Monday, April 6, 2009

The Raon Experience

It is non-sequitur that acquisition of profit is acquisition of capital and that profit as capital is solely for further exploitation of a working class (which in turn transforms the subject into bourgeois/ petty bourgeois). Because there exists a sector of 'working class capitalists' whose profits serve as their minimum wage. And this does not amount to much. And this does not amount to capital because it is not part of their objective, which is to simply find sustenance in order to exist for as long as there is minimal profit to abuse.

Sauntering along the majestic overpass of Quiapo, these things I have deduced while passing by proletarian capitalists (if the term suffices even paradoxically) who, sans rich, are simply filthy. Despite my notoriously virginal way of thinking, I still happen to find these street vendors rather filthy for their immoral display of supposedly censored products as if they were, alongside binoculars and children's toys and other commodities, are totally non-offensive. See what capitalism can do! If it weren't so necessary, I wouldn't even uphold Marxist ideologies, so as to say that I am quite content with my peaceful existence and I have petty ideologies of my own... which are guilty of being conservative.

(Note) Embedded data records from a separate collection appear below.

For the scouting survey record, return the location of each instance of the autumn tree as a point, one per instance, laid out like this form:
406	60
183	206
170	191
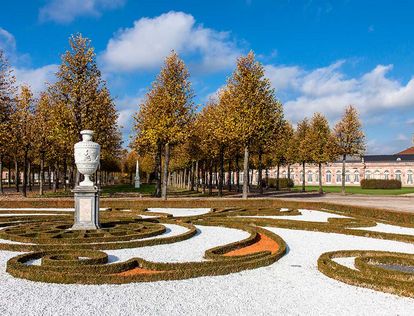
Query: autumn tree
320	143
81	90
253	103
281	152
42	137
22	123
301	135
164	116
349	137
7	99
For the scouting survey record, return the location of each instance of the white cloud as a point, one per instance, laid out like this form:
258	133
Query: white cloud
328	90
150	40
66	11
36	78
7	42
127	107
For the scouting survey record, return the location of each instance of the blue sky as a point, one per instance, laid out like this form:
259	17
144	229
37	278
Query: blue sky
319	55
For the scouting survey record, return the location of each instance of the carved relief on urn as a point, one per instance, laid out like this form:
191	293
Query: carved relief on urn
87	156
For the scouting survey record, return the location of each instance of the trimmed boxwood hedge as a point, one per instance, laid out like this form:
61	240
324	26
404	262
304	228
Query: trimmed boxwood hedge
72	262
284	183
380	184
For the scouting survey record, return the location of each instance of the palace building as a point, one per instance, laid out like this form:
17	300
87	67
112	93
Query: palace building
399	166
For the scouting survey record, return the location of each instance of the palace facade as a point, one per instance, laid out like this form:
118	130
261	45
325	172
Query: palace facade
398	166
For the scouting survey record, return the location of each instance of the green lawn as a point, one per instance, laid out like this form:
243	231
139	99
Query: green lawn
358	190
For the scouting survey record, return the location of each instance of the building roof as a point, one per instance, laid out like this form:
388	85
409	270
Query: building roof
389	158
408	151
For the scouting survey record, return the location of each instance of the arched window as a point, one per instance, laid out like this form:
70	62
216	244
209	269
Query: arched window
347	176
328	176
310	176
356	176
338	176
409	177
398	175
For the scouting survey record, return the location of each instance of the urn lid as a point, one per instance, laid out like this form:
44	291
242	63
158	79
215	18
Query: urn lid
87	135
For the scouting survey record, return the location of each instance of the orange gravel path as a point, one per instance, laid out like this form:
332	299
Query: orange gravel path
138	270
263	244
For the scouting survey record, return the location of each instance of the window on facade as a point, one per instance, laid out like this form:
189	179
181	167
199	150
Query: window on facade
409	177
338	177
356	176
398	175
328	177
347	176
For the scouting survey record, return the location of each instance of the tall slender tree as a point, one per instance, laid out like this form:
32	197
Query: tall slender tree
253	103
167	112
87	104
321	143
350	139
301	136
23	129
7	100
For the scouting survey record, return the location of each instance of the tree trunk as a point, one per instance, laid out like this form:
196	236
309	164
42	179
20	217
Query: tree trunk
343	175
229	176
1	175
221	174
259	177
165	175
304	175
158	171
42	172
237	174
65	174
246	172
203	177
49	174
16	175
210	178
192	176
56	177
9	175
278	177
320	178
25	163
29	175
197	178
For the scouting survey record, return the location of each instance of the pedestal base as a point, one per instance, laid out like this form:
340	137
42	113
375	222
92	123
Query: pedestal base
86	208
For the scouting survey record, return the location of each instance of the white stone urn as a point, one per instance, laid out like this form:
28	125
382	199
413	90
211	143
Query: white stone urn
87	156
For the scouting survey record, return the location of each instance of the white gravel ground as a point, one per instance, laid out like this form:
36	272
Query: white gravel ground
179	212
385	228
291	286
307	215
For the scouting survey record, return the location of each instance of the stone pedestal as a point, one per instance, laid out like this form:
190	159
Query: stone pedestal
86	208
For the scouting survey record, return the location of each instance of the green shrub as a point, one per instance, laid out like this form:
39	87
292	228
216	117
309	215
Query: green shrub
283	183
380	184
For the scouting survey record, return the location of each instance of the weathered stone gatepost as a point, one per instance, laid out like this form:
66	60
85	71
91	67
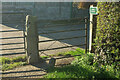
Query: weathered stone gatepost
31	40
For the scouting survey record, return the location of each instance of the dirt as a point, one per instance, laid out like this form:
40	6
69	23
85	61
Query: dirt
34	71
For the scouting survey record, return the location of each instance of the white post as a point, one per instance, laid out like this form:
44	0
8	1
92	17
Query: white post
91	29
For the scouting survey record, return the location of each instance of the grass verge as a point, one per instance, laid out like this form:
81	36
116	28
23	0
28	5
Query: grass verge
83	67
10	63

But aside from the dildos greeting me left and right, I equally find, as I purchased a new instrument to preoccupy myself with, commerce in this side of the earth as disorienting. How, in the name of profit (or money simply put), can one easily persuade the seller to lower the price of his product without him effectively realizing that he is being dissuaded from acknowledging the true value of his work. Yes, degredation of price is degredation of worth(?) But the presence of price automatically makes a product worthless nonetheless. This has been to a point, my support for Marx's theory of alienation (which strongly accounts for my great aversion for art commodification). But some of these capitalists (only some, I pray, and their names shall not be mentioned) recognize these degredation, these alienation, and the purpose of their product being a product with nothing but monetary value; and to their advantage, create without the essence of quality for the benefit of the buyer, especially the buyers who are non-veteran in purchasing certain products that cater to certain interests. This is human sin in my opinion, as morality being subjective; still, this pragmatic way of businessing a non-pragmatic interest is insulting. Insulting in a sense that art can never be an insensitive business as art is overtly truthfull-- truthfullness being an antithetic, and also destructive, force to business.

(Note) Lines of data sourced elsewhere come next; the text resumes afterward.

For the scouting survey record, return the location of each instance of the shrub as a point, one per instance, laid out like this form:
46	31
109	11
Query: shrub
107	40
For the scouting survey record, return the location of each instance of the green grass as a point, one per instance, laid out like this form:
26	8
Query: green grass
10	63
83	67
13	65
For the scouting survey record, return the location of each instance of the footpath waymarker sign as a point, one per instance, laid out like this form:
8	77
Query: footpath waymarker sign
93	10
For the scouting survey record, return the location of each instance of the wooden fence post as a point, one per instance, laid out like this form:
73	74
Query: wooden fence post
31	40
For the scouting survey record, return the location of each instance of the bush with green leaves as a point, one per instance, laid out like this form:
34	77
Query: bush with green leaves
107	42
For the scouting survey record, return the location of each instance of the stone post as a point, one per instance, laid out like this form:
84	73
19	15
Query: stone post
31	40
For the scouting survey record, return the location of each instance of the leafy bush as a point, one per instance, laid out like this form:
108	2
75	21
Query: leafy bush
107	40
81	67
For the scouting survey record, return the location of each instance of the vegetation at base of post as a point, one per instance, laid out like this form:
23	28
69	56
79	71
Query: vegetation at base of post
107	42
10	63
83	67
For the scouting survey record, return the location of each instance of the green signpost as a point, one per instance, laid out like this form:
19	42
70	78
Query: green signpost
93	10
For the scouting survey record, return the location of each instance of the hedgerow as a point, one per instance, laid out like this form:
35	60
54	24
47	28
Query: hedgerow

Still it is rather insulting, really, to subject art to neo-liberal globalization. Art must never be subject to capitalism. Or lest art will never be art, or what is to replace art will always be ugly. And artists, therefore, should not be subject to wage labor(?) Or rather consider wage, no longer wage, as incentive(?) It is the fullness of art when "labor has become not only a means of life but of life's prime want", as Marx simply puts it.

*Yeeeessss, I am starting to become quite Marxist. And it's a pity I am still a fledgling to this school of thought, and thus have no ability to write this more objectively.